Thomas Bernhards Prosa- und Dramatexte sorgten zu Lebzeiten verlässlich für Furore. Doch kein anderes Stück drang tiefer ins Verschweigens- und Verdrängungszentrum der Republik als "Heldenplatz".

Eine Aufarbeitung der NS-Zeit, die diesen Namen verdiente, war damals noch nicht in Sicht, allein die Verbindung von Heldenplatz und Thomas Bernhard ließ das Schlimmste befürchten und so entfaltete sich rund um die Uraufführung am 4. November 1988 am Wiener Burgtheater ein bis heute beispielloser Theaterskandal. Von Bundespräsident Kurt Waldheim abwärts wollte eine breite Front an Politikern und Meinungsbildern die Premiere verhindern, die schließlich unter Polizeischutz stattfand und zu einem Triumph für Bernhard wurde. Claus Peymanns "Heldenplatz"-Inszenierung mit Wolfgang Gasser, Kirsten Dene und Anneliese Römer in den Hauptrollen wurde legendär, sie stand viele Jahre auf dem Spielplan, wurde mehr als 100 Mal gezeigt. Seit diesem durchschlagenden Erfolg gab es hierzulande kaum "Heldenplatz"-Neuinszenierungen.

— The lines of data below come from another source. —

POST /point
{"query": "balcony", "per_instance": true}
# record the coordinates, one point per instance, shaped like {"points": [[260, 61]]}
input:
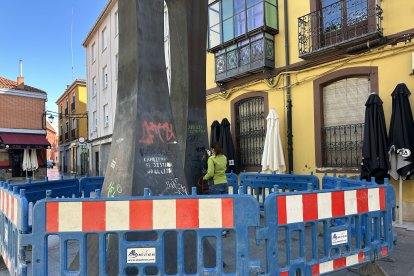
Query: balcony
{"points": [[341, 25], [246, 57]]}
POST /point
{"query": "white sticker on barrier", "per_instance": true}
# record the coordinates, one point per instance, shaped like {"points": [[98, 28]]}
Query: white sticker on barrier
{"points": [[141, 255], [339, 237], [6, 234]]}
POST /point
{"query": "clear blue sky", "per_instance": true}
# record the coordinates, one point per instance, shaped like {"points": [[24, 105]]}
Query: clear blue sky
{"points": [[39, 32]]}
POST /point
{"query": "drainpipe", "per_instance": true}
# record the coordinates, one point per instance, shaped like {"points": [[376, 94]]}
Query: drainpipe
{"points": [[288, 92]]}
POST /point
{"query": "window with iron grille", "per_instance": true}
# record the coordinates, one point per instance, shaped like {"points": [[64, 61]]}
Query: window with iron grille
{"points": [[250, 131], [343, 122]]}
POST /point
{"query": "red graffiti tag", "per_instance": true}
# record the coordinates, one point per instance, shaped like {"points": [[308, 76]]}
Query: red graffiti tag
{"points": [[162, 131]]}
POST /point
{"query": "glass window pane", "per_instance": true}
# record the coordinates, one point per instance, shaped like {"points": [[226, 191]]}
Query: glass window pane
{"points": [[227, 6], [239, 6], [228, 33], [214, 14], [357, 11], [214, 37], [252, 2], [255, 17], [271, 16], [240, 24], [331, 14]]}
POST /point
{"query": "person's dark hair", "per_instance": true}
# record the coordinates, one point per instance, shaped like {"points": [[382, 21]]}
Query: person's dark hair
{"points": [[218, 149]]}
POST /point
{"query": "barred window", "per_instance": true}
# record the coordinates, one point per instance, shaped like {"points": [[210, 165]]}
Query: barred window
{"points": [[343, 122], [250, 132]]}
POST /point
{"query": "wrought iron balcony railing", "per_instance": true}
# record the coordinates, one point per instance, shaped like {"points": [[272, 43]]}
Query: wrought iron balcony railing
{"points": [[344, 22], [73, 134], [245, 57], [342, 146]]}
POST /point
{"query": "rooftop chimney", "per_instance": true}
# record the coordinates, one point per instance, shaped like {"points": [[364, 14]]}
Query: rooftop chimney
{"points": [[20, 78]]}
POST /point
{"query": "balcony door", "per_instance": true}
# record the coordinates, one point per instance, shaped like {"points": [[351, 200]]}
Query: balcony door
{"points": [[345, 19]]}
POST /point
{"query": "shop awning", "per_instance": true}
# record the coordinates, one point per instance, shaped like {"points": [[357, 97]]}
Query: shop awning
{"points": [[23, 140]]}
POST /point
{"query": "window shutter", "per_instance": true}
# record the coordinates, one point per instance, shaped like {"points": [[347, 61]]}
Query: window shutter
{"points": [[344, 101]]}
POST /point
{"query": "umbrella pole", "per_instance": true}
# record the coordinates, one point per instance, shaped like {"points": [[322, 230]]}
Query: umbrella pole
{"points": [[400, 201]]}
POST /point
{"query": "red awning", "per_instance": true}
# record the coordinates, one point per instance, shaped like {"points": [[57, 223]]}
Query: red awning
{"points": [[23, 140]]}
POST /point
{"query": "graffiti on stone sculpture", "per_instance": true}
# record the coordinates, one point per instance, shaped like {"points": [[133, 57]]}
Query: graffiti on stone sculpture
{"points": [[113, 189], [162, 132], [157, 165]]}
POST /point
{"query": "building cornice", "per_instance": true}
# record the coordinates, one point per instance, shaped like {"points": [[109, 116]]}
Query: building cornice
{"points": [[21, 130], [98, 22], [22, 93], [77, 82]]}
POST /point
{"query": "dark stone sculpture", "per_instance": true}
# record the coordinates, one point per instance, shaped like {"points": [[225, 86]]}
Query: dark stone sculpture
{"points": [[188, 27], [145, 151]]}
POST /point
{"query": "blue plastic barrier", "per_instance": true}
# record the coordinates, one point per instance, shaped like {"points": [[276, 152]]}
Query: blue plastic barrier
{"points": [[260, 185], [335, 228], [342, 247], [331, 182], [206, 216], [36, 190], [232, 183], [13, 222]]}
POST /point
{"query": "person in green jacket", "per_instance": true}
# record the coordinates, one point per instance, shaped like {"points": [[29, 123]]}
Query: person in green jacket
{"points": [[217, 165]]}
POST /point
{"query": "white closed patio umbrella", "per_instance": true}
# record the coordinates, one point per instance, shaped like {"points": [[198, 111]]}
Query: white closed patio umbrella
{"points": [[273, 159], [33, 160], [27, 165]]}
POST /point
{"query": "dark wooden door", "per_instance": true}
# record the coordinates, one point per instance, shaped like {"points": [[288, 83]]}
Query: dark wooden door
{"points": [[17, 161]]}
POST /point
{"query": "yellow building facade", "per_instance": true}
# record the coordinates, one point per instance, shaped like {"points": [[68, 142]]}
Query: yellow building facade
{"points": [[338, 53], [73, 129]]}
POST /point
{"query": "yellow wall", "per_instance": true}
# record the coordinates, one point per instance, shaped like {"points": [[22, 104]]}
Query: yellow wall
{"points": [[81, 97], [394, 66], [80, 108]]}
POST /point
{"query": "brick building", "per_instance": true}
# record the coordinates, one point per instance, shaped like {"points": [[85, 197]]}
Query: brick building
{"points": [[22, 126]]}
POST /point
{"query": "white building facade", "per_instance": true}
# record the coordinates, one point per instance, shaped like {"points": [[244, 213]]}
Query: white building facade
{"points": [[102, 81]]}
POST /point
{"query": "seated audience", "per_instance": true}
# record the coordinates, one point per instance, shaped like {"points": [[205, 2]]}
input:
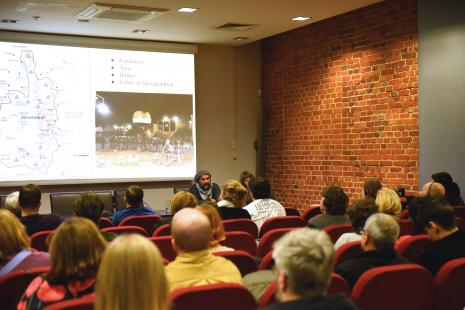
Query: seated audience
{"points": [[233, 197], [304, 263], [90, 206], [379, 238], [438, 220], [262, 207], [15, 247], [131, 276], [389, 202], [244, 179], [76, 249], [333, 206], [371, 188], [203, 188], [452, 189], [134, 200], [195, 264], [29, 200], [358, 213], [217, 229]]}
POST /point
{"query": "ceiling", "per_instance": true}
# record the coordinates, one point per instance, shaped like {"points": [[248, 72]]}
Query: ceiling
{"points": [[270, 16]]}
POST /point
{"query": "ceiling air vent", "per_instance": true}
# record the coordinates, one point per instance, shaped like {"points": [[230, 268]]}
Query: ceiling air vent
{"points": [[119, 12], [235, 27]]}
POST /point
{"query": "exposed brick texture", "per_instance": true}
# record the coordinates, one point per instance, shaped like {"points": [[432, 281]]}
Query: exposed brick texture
{"points": [[341, 105]]}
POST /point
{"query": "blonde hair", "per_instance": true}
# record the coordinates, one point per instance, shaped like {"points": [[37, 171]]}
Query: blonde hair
{"points": [[76, 249], [131, 276], [13, 237], [388, 202], [182, 200], [217, 228], [234, 192]]}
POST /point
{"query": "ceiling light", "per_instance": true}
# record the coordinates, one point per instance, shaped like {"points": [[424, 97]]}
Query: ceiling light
{"points": [[301, 18], [187, 10]]}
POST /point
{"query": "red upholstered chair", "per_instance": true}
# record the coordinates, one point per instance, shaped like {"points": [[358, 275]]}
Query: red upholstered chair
{"points": [[245, 225], [104, 223], [13, 285], [244, 261], [412, 284], [336, 230], [163, 243], [292, 212], [311, 212], [412, 247], [83, 303], [346, 251], [224, 296], [39, 240], [163, 230], [448, 285], [266, 243], [239, 240], [281, 222], [146, 222], [120, 230]]}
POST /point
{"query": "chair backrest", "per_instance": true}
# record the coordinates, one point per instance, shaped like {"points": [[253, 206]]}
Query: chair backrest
{"points": [[244, 261], [241, 225], [412, 247], [311, 212], [292, 211], [146, 222], [281, 222], [224, 296], [266, 243], [162, 230], [412, 284], [163, 243], [336, 230], [39, 240], [239, 240], [85, 302], [448, 285], [13, 285], [347, 250], [120, 230]]}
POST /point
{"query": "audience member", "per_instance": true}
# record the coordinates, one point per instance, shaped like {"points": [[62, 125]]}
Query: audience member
{"points": [[131, 276], [451, 188], [217, 229], [379, 238], [358, 213], [195, 264], [262, 207], [75, 249], [233, 197], [438, 220], [134, 200], [304, 263], [333, 206], [244, 179], [389, 202], [371, 188], [203, 188], [29, 200], [90, 206], [15, 247]]}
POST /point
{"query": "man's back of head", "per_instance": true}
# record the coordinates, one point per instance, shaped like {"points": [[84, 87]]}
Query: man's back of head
{"points": [[191, 230]]}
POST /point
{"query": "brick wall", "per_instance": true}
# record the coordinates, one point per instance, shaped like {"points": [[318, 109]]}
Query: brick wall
{"points": [[340, 103]]}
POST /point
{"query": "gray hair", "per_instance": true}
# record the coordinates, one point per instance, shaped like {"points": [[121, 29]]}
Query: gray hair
{"points": [[305, 256], [382, 231]]}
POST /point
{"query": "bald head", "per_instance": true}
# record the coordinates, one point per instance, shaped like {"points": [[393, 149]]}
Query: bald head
{"points": [[191, 230]]}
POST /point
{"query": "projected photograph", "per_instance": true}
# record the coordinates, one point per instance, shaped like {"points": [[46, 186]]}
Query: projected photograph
{"points": [[143, 130]]}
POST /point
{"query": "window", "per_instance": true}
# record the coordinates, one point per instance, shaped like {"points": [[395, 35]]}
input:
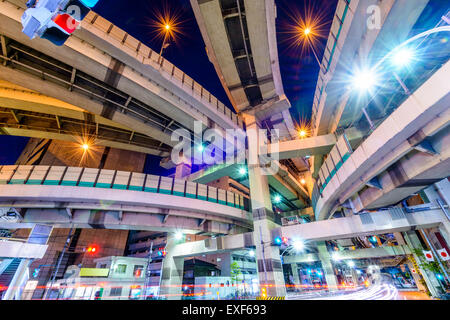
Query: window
{"points": [[138, 271], [115, 292], [121, 268], [135, 292]]}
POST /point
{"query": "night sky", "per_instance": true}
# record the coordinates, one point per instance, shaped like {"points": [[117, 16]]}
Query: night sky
{"points": [[299, 68]]}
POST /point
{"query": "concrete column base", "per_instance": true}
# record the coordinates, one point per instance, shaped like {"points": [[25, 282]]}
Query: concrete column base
{"points": [[327, 267], [172, 273], [414, 243], [18, 281]]}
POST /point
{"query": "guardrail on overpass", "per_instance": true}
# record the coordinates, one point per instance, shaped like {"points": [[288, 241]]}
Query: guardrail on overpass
{"points": [[121, 180]]}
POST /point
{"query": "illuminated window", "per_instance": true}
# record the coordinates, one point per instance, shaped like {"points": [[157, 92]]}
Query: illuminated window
{"points": [[138, 271], [115, 292], [121, 268]]}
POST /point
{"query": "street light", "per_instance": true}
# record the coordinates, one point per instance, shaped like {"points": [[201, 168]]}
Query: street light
{"points": [[298, 245], [335, 256], [277, 199], [308, 32], [178, 235], [402, 57], [201, 147], [365, 80]]}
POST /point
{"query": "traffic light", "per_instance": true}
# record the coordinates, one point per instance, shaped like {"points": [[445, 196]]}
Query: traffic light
{"points": [[264, 292], [92, 249], [278, 241], [281, 240], [162, 253], [54, 20]]}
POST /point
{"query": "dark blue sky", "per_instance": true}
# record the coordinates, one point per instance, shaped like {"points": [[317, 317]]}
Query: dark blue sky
{"points": [[299, 69]]}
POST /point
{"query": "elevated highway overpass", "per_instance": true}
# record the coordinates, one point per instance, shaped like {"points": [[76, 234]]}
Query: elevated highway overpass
{"points": [[105, 71], [94, 198], [24, 112], [418, 124]]}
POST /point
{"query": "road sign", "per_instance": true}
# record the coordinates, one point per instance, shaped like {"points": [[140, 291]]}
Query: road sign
{"points": [[428, 255], [443, 254]]}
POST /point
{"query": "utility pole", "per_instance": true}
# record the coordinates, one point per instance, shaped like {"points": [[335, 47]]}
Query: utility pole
{"points": [[147, 270], [59, 263]]}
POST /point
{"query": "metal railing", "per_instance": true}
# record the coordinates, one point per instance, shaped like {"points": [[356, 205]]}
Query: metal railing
{"points": [[145, 55], [121, 180]]}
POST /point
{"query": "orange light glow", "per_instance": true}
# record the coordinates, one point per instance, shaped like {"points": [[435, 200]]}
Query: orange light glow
{"points": [[306, 28], [303, 129], [166, 25]]}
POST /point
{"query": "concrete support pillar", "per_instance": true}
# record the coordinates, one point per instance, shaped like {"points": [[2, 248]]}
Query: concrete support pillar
{"points": [[294, 268], [443, 189], [401, 242], [414, 243], [17, 283], [183, 169], [327, 266], [4, 264], [444, 230], [172, 273], [270, 271], [355, 277]]}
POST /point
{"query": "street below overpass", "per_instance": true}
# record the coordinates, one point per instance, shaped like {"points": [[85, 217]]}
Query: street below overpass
{"points": [[374, 292]]}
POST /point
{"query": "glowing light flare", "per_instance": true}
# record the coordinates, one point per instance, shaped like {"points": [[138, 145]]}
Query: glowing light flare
{"points": [[305, 28], [365, 80], [277, 199], [298, 245], [402, 57], [178, 235], [242, 171], [166, 24], [303, 129]]}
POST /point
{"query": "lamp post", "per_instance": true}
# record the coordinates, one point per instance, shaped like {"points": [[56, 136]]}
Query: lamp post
{"points": [[178, 236], [166, 34]]}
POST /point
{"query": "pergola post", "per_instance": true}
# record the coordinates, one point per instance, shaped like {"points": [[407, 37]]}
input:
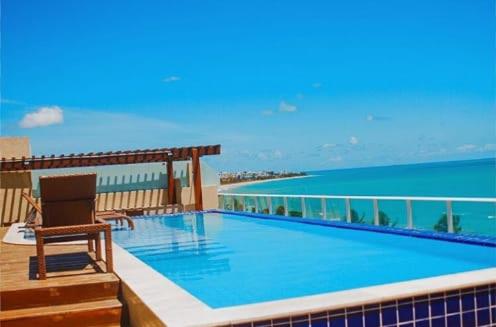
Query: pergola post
{"points": [[171, 188], [195, 158]]}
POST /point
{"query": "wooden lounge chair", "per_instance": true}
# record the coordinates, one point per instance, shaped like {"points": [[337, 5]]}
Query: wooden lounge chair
{"points": [[32, 221], [68, 214]]}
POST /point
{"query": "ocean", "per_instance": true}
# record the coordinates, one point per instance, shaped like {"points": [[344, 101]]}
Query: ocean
{"points": [[468, 178]]}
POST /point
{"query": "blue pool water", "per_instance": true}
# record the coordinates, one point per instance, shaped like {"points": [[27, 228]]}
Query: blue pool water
{"points": [[226, 260]]}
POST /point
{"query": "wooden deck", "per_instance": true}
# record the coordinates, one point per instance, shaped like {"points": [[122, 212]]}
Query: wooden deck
{"points": [[76, 292]]}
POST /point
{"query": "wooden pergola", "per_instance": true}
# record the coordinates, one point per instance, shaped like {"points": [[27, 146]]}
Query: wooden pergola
{"points": [[167, 155]]}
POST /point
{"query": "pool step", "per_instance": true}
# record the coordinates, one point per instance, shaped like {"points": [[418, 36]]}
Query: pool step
{"points": [[106, 286], [95, 313]]}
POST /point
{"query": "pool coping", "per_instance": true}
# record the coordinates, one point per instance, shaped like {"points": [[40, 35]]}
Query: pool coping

Nun wagt sich das Landestheater Salzburg anlässlich von Thomas Bernhards 90. Jahrestag an eine Neuauflage, die vorerst nur als Online-Stream zu sehen ist. Regisseurin Alexandra Liedtke orientiert sich bei Personenführung und szenischer Umsetzung an der berühmten Vorlage, selbst das Bühnenbild von Eva Musil erinnert mit dem Altbau-Interieur an die Wiener Uraufführung. Liedtke vertraut zu Recht dem Text, der nichts von seiner Prägnanz und Eleganz verloren hat: Der jüdische Intellektuelle und Mathematikprofessor Josef Schuster begeht in "Heldenplatz" Selbstmord. Die Familie versammelt sich zum Begräbnis, lässt sein Leben in monologartigen Reflexionen Revue passieren: Vertreibung durch die Nazis, Emigration nach Oxford, Rückkehr nach Wien, in ein Land, das Schuster und seiner Frau unerträglich bleibt.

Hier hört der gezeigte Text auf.